Dans le propos du président-candidat devenu donc hier soir le candidat-président (ou l'inverse, selon les situations à venir), il y a quelque chose qui en dit long sur lui, sur sa présidence, sur sa personnalité et sur la France d'aujourd'hui :
- Oui, j'ch'uis candidat à l'élection présidentielle, a-t-il dit à la "journaliste" de TF1.
Mais quelle vulgarité!
Quel manque de respect pour la langue française, quelle incapacité à se rendre compte de la grandeur de la charge occupée.

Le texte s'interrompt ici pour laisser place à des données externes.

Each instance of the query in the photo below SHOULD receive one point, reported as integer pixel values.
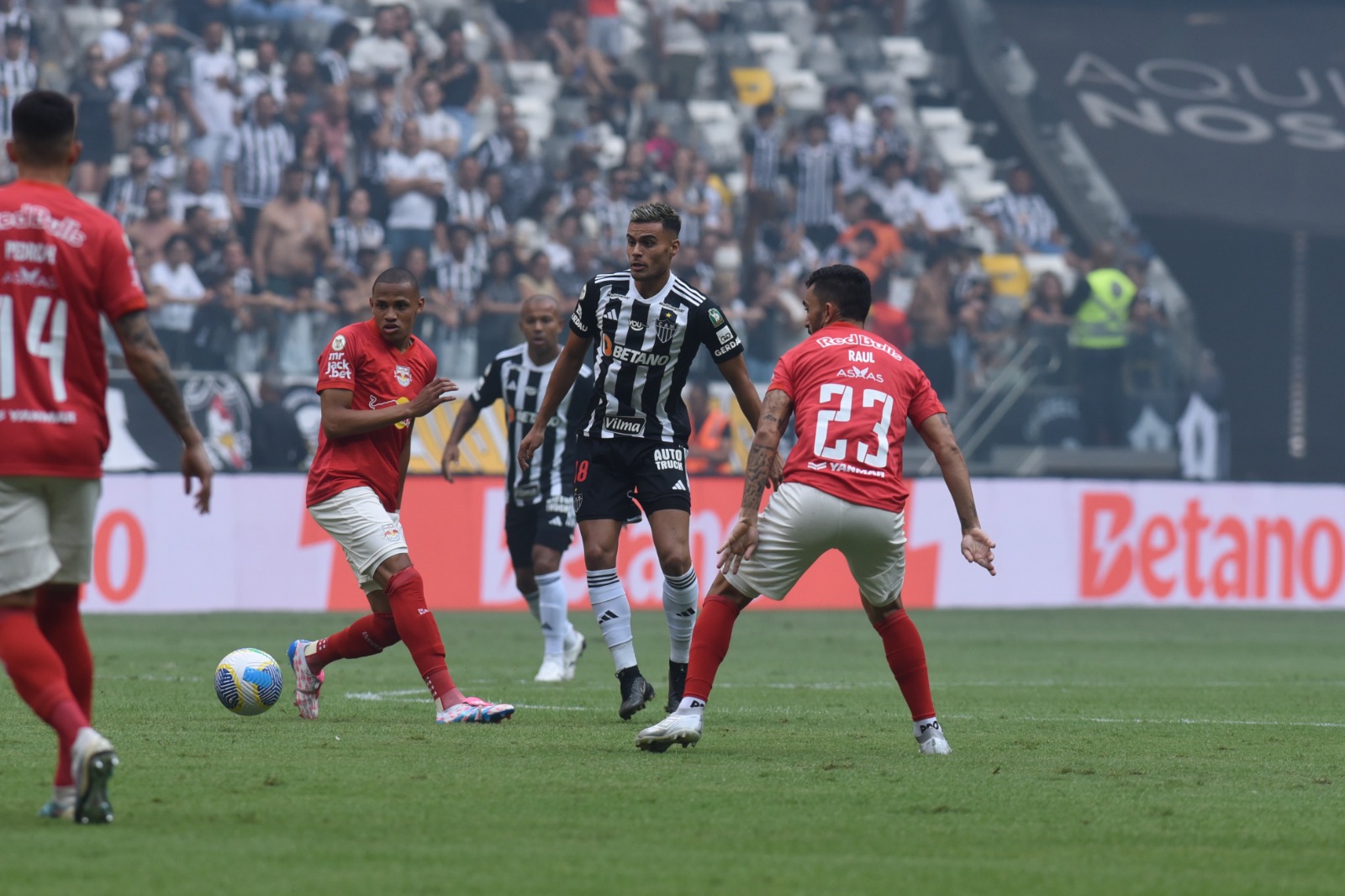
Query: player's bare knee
(390, 568)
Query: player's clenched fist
(436, 392)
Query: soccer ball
(248, 681)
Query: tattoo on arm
(150, 365)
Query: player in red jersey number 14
(376, 378)
(851, 394)
(65, 266)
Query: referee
(649, 327)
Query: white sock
(551, 609)
(533, 606)
(690, 707)
(679, 596)
(612, 611)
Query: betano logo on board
(1199, 556)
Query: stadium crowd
(269, 158)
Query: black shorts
(609, 472)
(549, 524)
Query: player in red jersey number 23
(376, 378)
(64, 266)
(851, 394)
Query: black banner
(1234, 116)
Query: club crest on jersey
(666, 326)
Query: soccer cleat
(306, 683)
(551, 670)
(678, 728)
(931, 741)
(92, 763)
(636, 692)
(677, 683)
(474, 709)
(575, 645)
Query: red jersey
(358, 360)
(62, 264)
(852, 394)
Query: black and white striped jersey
(513, 377)
(645, 350)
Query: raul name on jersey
(665, 323)
(403, 374)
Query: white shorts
(800, 524)
(46, 530)
(367, 533)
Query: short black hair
(658, 213)
(845, 287)
(44, 125)
(397, 277)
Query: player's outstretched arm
(562, 380)
(735, 372)
(148, 363)
(343, 421)
(464, 420)
(977, 546)
(762, 459)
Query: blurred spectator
(710, 445)
(853, 139)
(524, 175)
(154, 118)
(94, 98)
(266, 76)
(124, 198)
(293, 240)
(277, 445)
(354, 230)
(1100, 304)
(210, 98)
(440, 131)
(414, 178)
(498, 304)
(255, 161)
(814, 170)
(938, 208)
(762, 145)
(174, 291)
(681, 44)
(152, 230)
(197, 192)
(931, 322)
(1022, 219)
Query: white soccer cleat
(551, 670)
(307, 685)
(676, 730)
(575, 645)
(92, 763)
(931, 741)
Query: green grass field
(1095, 752)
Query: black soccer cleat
(677, 685)
(636, 692)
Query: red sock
(417, 627)
(709, 645)
(58, 618)
(37, 673)
(365, 636)
(905, 658)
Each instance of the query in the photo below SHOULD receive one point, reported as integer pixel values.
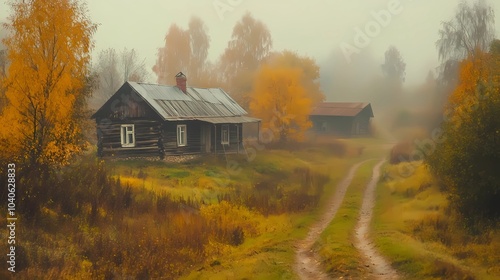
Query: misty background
(316, 30)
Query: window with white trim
(181, 135)
(224, 135)
(127, 135)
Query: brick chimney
(180, 80)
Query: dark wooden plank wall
(235, 136)
(169, 136)
(147, 136)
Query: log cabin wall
(169, 137)
(235, 138)
(146, 132)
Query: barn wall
(341, 126)
(147, 136)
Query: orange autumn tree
(466, 159)
(280, 99)
(49, 48)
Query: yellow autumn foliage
(280, 99)
(49, 52)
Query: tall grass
(424, 238)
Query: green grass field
(414, 228)
(335, 246)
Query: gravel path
(378, 266)
(307, 262)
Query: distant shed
(342, 118)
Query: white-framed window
(181, 135)
(127, 135)
(224, 134)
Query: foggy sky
(316, 30)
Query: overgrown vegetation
(423, 236)
(468, 157)
(140, 219)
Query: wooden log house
(345, 119)
(143, 119)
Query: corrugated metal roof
(346, 109)
(241, 119)
(172, 104)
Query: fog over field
(315, 29)
(250, 139)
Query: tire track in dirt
(307, 262)
(378, 266)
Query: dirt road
(379, 267)
(307, 264)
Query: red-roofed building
(342, 118)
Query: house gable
(342, 118)
(126, 103)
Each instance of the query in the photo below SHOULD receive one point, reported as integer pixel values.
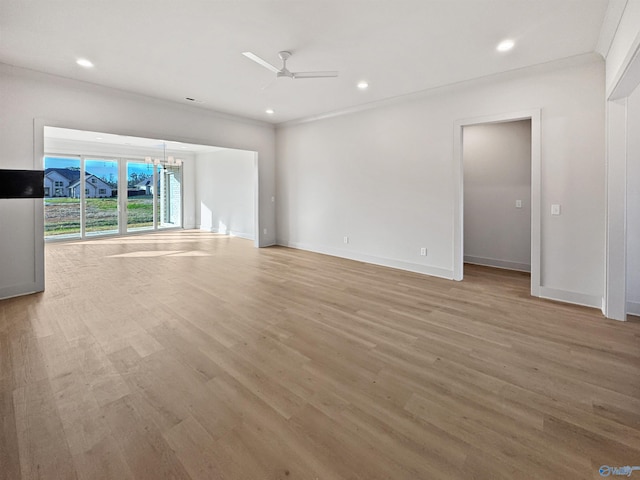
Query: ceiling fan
(284, 72)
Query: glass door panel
(140, 192)
(61, 206)
(169, 199)
(101, 197)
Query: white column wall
(384, 176)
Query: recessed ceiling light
(505, 45)
(83, 62)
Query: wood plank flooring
(188, 355)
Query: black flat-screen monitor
(21, 183)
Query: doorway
(497, 195)
(533, 202)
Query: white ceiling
(177, 49)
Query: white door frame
(458, 220)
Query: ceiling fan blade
(259, 61)
(314, 74)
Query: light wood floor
(196, 356)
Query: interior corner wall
(623, 45)
(28, 97)
(633, 203)
(384, 176)
(225, 191)
(497, 173)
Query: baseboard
(361, 257)
(633, 308)
(583, 299)
(493, 262)
(19, 290)
(246, 236)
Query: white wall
(29, 100)
(633, 203)
(384, 176)
(622, 77)
(225, 192)
(497, 172)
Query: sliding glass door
(100, 197)
(141, 188)
(62, 210)
(88, 196)
(169, 200)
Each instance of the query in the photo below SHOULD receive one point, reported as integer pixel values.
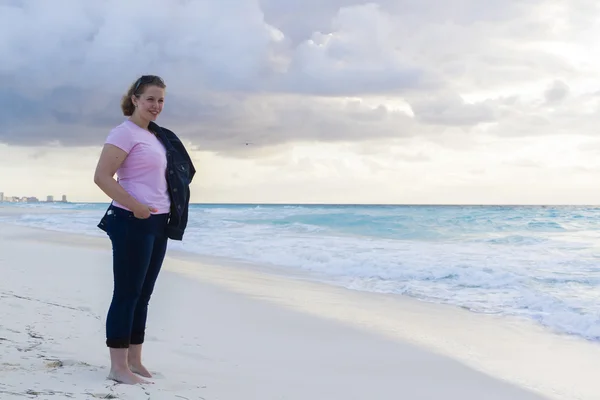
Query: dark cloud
(274, 72)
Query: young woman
(149, 205)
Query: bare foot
(140, 370)
(125, 376)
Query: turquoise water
(538, 263)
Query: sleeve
(122, 138)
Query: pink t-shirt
(142, 174)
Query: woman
(149, 205)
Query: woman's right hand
(143, 211)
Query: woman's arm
(110, 160)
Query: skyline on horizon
(329, 102)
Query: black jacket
(180, 172)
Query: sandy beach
(225, 332)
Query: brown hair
(136, 89)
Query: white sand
(224, 332)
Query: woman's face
(150, 103)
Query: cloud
(276, 72)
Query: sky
(313, 101)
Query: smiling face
(149, 104)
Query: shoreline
(512, 351)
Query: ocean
(541, 263)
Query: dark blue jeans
(139, 247)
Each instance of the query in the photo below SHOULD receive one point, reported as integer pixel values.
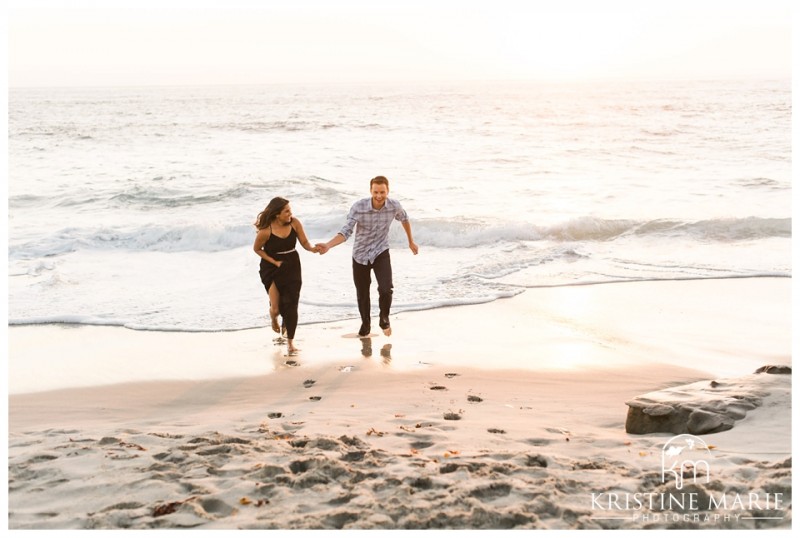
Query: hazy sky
(77, 43)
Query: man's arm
(411, 244)
(337, 239)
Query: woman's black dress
(287, 277)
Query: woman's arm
(301, 235)
(258, 246)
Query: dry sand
(504, 415)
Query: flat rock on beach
(706, 406)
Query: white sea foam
(135, 206)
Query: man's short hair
(379, 180)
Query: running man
(371, 219)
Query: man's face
(379, 193)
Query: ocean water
(135, 206)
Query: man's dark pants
(362, 279)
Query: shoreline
(448, 432)
(744, 324)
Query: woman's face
(285, 216)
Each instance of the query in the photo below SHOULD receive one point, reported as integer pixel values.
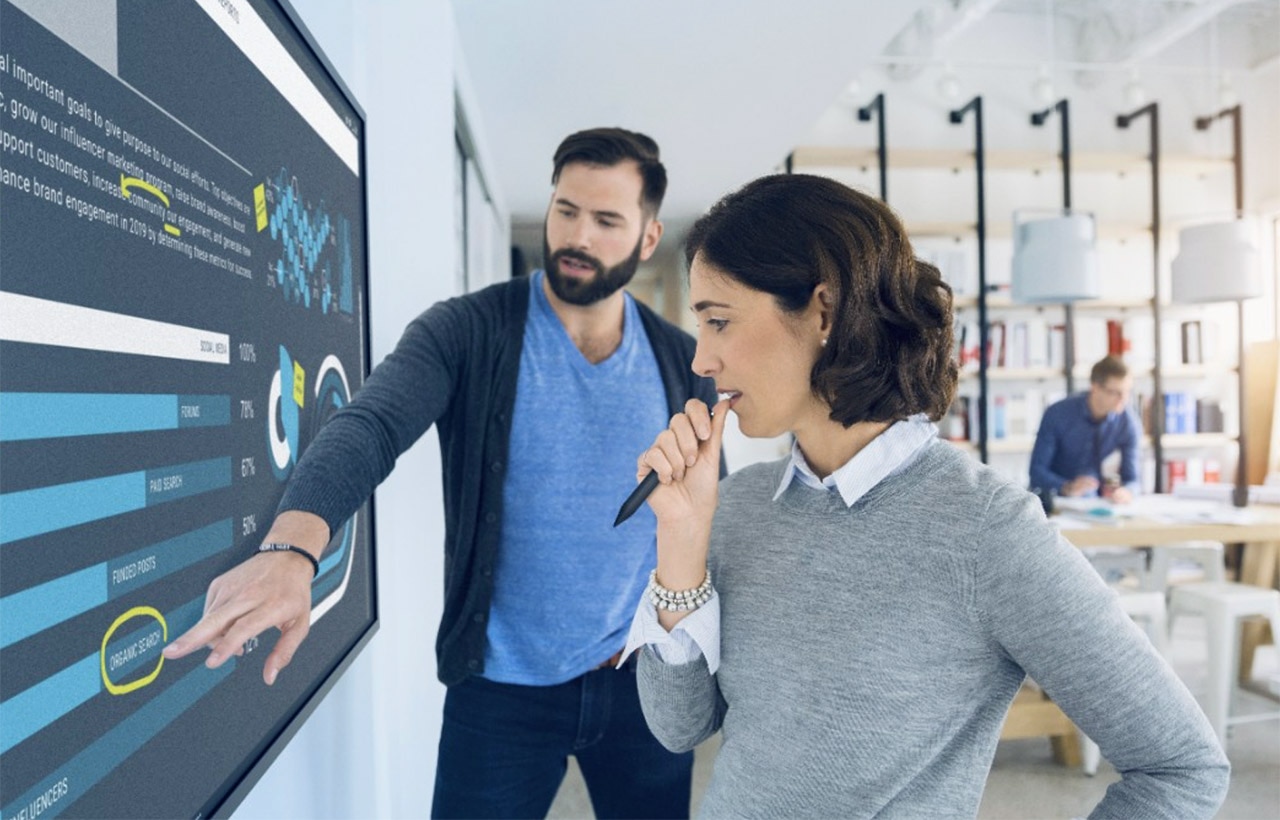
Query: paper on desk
(1069, 523)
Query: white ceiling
(728, 87)
(725, 86)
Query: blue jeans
(504, 750)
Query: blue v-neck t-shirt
(566, 581)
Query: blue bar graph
(27, 416)
(45, 509)
(33, 709)
(28, 612)
(37, 608)
(105, 754)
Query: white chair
(1147, 608)
(1166, 560)
(1223, 604)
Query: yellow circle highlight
(114, 688)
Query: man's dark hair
(890, 351)
(611, 146)
(1107, 367)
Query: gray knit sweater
(869, 654)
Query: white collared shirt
(698, 633)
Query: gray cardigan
(869, 654)
(456, 367)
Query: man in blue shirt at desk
(1082, 430)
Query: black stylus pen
(629, 507)
(643, 490)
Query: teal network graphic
(315, 262)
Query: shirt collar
(883, 456)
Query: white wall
(369, 750)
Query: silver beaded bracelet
(679, 600)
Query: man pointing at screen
(542, 390)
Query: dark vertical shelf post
(1157, 403)
(1063, 109)
(864, 115)
(1240, 493)
(956, 118)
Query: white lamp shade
(1217, 262)
(1056, 260)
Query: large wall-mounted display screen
(182, 306)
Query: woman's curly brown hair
(890, 351)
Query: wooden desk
(1138, 531)
(1161, 522)
(1258, 567)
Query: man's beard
(603, 284)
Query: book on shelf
(1208, 416)
(955, 425)
(1116, 342)
(1015, 413)
(1193, 352)
(1056, 346)
(1141, 338)
(1180, 413)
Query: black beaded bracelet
(274, 546)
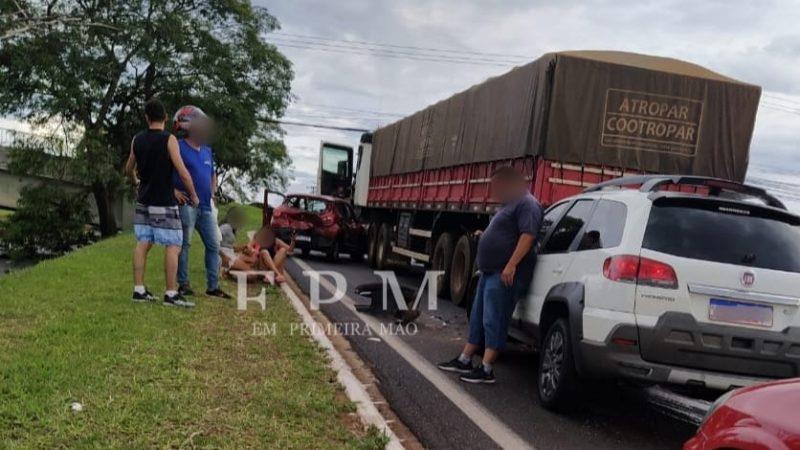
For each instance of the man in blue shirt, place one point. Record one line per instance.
(199, 160)
(505, 259)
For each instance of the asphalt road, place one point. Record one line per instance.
(611, 416)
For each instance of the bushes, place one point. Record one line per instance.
(49, 221)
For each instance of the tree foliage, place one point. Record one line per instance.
(48, 221)
(95, 79)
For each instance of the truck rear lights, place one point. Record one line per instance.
(643, 271)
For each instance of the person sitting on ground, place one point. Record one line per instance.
(273, 252)
(233, 220)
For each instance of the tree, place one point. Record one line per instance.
(49, 220)
(95, 79)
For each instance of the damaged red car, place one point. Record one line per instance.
(322, 223)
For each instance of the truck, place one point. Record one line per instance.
(567, 121)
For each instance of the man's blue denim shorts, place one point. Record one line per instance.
(158, 224)
(491, 311)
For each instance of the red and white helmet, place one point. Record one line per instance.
(186, 115)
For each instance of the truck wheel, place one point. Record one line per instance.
(372, 244)
(383, 247)
(461, 269)
(357, 255)
(442, 258)
(332, 254)
(557, 375)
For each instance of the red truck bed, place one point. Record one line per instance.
(466, 187)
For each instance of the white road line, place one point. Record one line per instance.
(353, 388)
(482, 417)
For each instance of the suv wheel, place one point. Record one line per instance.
(382, 247)
(557, 376)
(442, 257)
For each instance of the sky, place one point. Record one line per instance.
(338, 82)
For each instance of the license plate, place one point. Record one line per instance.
(742, 313)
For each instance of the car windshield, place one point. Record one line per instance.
(725, 233)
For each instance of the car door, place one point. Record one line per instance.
(554, 255)
(288, 213)
(348, 224)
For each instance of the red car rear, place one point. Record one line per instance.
(761, 417)
(320, 223)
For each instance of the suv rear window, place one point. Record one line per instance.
(725, 233)
(605, 227)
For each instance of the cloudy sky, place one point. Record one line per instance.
(363, 63)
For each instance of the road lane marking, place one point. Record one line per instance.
(355, 391)
(484, 419)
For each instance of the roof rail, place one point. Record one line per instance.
(650, 183)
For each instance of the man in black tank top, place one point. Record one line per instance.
(154, 157)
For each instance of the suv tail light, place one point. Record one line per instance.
(644, 271)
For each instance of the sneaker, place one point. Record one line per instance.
(218, 293)
(478, 375)
(143, 298)
(177, 300)
(185, 290)
(455, 365)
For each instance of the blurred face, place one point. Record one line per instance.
(201, 129)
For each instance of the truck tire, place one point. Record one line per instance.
(557, 375)
(383, 247)
(372, 243)
(461, 269)
(332, 253)
(441, 260)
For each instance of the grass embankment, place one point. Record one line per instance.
(151, 376)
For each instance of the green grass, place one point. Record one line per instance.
(150, 376)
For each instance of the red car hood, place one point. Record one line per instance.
(775, 405)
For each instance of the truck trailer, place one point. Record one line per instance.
(567, 121)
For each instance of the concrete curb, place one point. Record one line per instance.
(353, 388)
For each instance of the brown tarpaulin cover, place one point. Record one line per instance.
(605, 108)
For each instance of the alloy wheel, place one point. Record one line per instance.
(552, 364)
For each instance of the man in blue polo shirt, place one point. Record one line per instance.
(199, 160)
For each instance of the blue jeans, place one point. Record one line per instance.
(195, 218)
(492, 309)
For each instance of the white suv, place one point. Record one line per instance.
(685, 280)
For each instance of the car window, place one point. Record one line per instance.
(315, 206)
(568, 227)
(740, 235)
(550, 217)
(344, 210)
(605, 227)
(294, 202)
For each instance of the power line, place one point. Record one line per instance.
(407, 47)
(370, 48)
(316, 125)
(342, 108)
(391, 55)
(781, 99)
(776, 107)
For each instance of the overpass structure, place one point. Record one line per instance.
(11, 184)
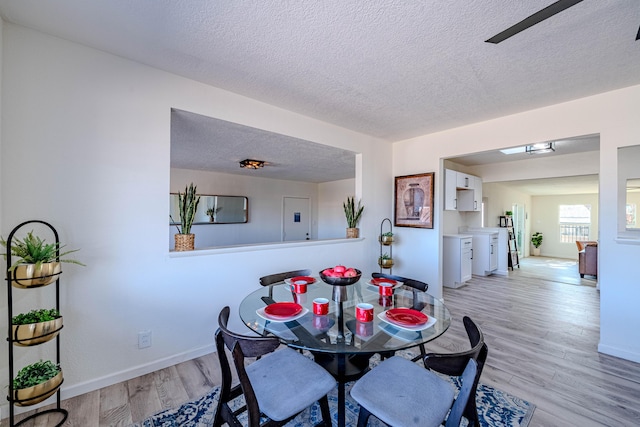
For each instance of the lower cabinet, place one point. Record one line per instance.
(458, 259)
(485, 260)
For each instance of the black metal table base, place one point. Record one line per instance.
(344, 368)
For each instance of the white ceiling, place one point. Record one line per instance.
(393, 69)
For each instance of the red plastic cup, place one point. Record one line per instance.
(385, 301)
(364, 312)
(385, 289)
(300, 287)
(320, 306)
(364, 329)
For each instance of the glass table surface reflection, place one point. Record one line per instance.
(338, 342)
(339, 331)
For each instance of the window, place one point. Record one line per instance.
(631, 215)
(574, 222)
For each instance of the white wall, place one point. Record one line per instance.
(265, 206)
(544, 219)
(86, 146)
(614, 116)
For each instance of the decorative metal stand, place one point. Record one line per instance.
(10, 277)
(390, 245)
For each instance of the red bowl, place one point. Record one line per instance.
(341, 281)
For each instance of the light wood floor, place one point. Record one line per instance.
(542, 327)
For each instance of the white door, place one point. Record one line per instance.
(296, 221)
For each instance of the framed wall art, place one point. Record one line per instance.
(414, 200)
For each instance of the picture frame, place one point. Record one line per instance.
(414, 200)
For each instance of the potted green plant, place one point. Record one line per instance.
(36, 382)
(36, 326)
(536, 241)
(353, 214)
(38, 262)
(386, 238)
(385, 261)
(187, 205)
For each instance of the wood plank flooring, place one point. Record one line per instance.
(541, 324)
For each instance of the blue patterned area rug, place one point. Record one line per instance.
(495, 408)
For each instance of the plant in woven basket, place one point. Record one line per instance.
(187, 204)
(352, 212)
(33, 250)
(34, 374)
(36, 316)
(536, 239)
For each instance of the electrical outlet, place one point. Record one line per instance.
(144, 339)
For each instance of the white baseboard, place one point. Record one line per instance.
(618, 352)
(117, 377)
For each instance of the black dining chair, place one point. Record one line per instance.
(418, 286)
(279, 277)
(454, 364)
(278, 386)
(401, 393)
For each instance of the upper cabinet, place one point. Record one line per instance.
(462, 192)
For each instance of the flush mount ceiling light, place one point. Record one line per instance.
(546, 147)
(251, 164)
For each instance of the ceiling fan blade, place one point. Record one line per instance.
(532, 20)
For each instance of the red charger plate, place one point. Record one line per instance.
(379, 280)
(307, 279)
(406, 316)
(282, 310)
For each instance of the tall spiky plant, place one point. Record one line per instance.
(352, 213)
(188, 204)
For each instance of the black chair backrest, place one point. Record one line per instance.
(455, 363)
(240, 346)
(279, 277)
(416, 284)
(466, 393)
(251, 346)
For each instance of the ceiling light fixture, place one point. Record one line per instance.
(546, 147)
(252, 164)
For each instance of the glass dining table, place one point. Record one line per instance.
(338, 341)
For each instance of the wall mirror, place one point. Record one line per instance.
(206, 151)
(215, 209)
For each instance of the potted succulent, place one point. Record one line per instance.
(36, 382)
(536, 241)
(187, 204)
(385, 261)
(353, 214)
(386, 238)
(38, 262)
(36, 326)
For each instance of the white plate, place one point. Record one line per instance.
(260, 312)
(432, 321)
(397, 285)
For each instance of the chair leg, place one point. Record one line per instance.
(324, 410)
(363, 416)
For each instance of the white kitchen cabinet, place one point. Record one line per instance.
(477, 194)
(458, 259)
(485, 257)
(462, 192)
(450, 196)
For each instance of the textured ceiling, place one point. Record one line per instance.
(392, 69)
(388, 68)
(204, 143)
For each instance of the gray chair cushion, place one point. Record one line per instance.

Dieu merci, nous n'avons pas eu droit à un Ouais, ça m'intéresse trop ce job...
A l'heure où l'on parle beaucoup - surtout à droite - de la nécessité de défendre la culture française, n'y a-t-il personne à l'UMP pour offrir quelques cours de diction et de grammaire au président sortant ? Le monde des lettres ne pourrait-il pas s'emparer de l'affaire ? Que fait donc Richard Millet, pourfendeur d'Arabes, de Noirs et de Musulmans ?
Enfin... Peut-être est-ce ainsi que l'on parle désormais à Neuilly...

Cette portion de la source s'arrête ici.